Sem me dar ao trabalho de explicar mais uma vez, apenas assenti para o que já era óbvio.

─ É literalmente uma ilha? ─ Tinha algo diferente na voz dela.

Estreitei os olhos.

─ Nós vamos ter que pegar um barco ou algo assim para chegar até lá?

Levantei a sobrancelha, ela não podia estar perguntando sério.

─ Entendi. ─ Anahi assentiu, mas não se moveu para sair.

─ Algum problema? ─ Perguntei, já sem paciência.

─ Não! ─ Respondeu no mesmo instante. ─ Vou voltar para o meu trabalho. ─ Ela estava... disfarçando alguma coisa? ─ E ter outra briga com a secretária do Sr. Patterson.

A mulher saiu da sala tão rápido que o seu cabelo foi apenas um borrão loiro.

Passei o restante do dia no escritório. Por causa da faculdade, Anahi saiu uma hora mais cedo. Outro problema. O que deu em mim para efetivar uma pessoa que nem sequer havia terminado a faculdade? Era claro que os estudos poderiam atrapalhar seu desempenho no trabalho, ou o contrário. Mas, pela primeira vez, eu não pensei o suficiente. E isso pode ter sido um erro.

Antes do elevador parar, antes das portas se abrirem e eu sair, já escutava uma risada escandalosa que tomava conta do ambiente. Não era reconhecida, mas eu torcia para que não fosse quem eu estava imaginando. A irritação apareceu só em imaginar.

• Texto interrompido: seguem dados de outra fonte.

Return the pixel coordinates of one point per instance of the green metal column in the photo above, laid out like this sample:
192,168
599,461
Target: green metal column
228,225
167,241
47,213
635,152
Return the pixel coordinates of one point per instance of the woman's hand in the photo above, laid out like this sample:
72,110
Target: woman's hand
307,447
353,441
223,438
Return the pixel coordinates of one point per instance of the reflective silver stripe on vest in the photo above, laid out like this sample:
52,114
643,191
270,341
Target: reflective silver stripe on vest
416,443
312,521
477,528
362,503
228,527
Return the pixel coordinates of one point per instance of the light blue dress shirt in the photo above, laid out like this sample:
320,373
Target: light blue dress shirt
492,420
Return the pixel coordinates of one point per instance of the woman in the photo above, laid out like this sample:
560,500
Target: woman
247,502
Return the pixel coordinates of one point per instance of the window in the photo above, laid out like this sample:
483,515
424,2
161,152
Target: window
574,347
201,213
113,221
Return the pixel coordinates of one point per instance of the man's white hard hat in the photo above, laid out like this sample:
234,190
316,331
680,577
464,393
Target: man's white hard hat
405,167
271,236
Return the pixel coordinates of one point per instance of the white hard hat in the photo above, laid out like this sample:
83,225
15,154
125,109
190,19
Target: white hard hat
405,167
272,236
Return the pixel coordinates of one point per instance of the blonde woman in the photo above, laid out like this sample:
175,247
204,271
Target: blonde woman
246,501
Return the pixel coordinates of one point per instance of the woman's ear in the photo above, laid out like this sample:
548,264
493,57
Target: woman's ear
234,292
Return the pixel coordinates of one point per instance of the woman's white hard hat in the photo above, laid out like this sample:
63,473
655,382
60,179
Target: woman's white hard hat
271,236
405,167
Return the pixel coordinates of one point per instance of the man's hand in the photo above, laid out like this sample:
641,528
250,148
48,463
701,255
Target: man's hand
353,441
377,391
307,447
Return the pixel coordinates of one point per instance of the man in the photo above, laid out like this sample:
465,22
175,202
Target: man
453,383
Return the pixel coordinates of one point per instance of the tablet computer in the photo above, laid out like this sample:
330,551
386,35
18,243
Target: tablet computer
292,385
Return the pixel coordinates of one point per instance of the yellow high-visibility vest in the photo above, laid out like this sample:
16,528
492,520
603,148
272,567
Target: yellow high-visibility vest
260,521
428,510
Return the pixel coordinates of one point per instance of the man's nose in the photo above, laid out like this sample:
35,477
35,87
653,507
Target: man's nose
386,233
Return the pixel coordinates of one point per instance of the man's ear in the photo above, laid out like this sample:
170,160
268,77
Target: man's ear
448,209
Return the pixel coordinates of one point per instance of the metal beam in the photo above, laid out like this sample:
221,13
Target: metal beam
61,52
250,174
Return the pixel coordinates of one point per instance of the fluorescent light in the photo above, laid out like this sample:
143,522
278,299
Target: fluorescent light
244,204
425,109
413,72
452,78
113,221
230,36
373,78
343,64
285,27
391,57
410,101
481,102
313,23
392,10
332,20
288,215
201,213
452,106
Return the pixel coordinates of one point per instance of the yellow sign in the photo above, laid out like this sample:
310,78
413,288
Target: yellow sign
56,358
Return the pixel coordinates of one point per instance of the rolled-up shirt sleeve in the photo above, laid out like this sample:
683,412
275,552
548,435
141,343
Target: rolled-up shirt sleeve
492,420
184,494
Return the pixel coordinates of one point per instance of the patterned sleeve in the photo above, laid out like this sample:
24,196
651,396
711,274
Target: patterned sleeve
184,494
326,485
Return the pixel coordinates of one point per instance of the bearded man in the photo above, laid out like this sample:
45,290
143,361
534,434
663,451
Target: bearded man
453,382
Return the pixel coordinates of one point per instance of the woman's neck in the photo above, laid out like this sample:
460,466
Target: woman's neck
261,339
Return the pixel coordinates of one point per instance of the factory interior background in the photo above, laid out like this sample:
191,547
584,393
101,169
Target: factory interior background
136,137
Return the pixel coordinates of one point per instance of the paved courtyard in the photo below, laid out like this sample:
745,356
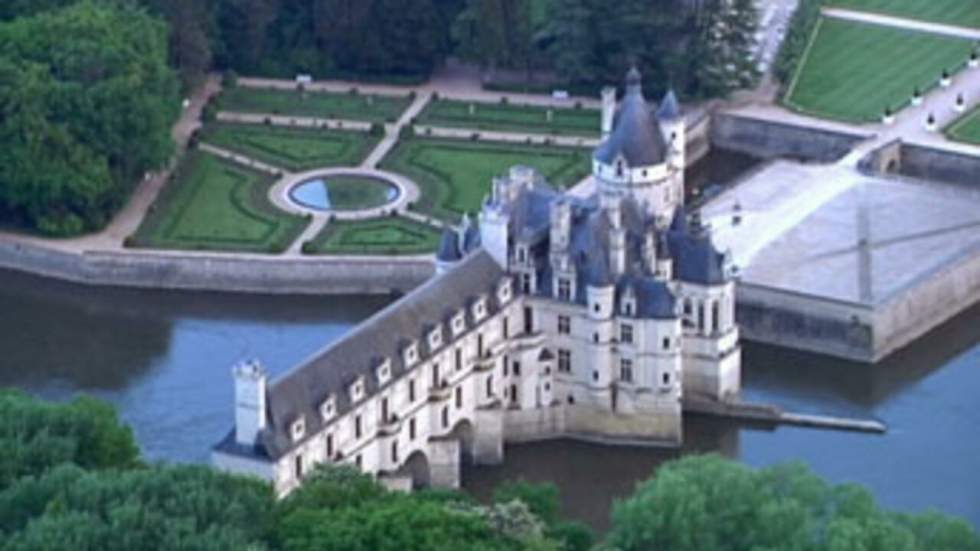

Saí do elevador, passando pela porta de vidro que separava aquele ambiente de trabalho no segundo andar. Ali, havia um grande escritório compartilhado, equipes ocupando o mesmo espaço, duas mesas com um layout vantajoso. A mesa se parecia com um X esticado e as bordas arredondadas. Havia espaço para 6 pessoas e, no meio, havia um espaço limpo que poderia ser usado na hora de criar projetos. E bem ali naquele espaço, ao lado da cadeira de Mike William, Anahi Lopez estava sentada, rindo com toda a equipe que deveria estar trabalhando.

Todos os outros pararam no mesmo instante quando me viram, imediatamente começaram a fingir estar trabalhando, como se eu fosse algum idiota cego.

Mike William fingiu uma tosse, e só assim Anahi olhou para o lado, me encontrando ali.

Um rápido relance de surpresa passou por seu rosto, mas ela engoliu saliva e ergueu a cabeça. O que há de errado com essa mulher?

─ Eu te liberei uma hora atrás, você não devia estar em casa a essa hora?─ Controlei minhas palavras.

─ Mike vai me dar uma carona. ─ Deu tapinhas no ombro do rapaz e voltou a sorrir. ─ Chegarei rapidinho.

Respirei fundo.

Mulher, você não faz ideia do que está se metendo.

Sem mais nada a dizer, me virei e saí do escritório, irritado com o cinismo da loira.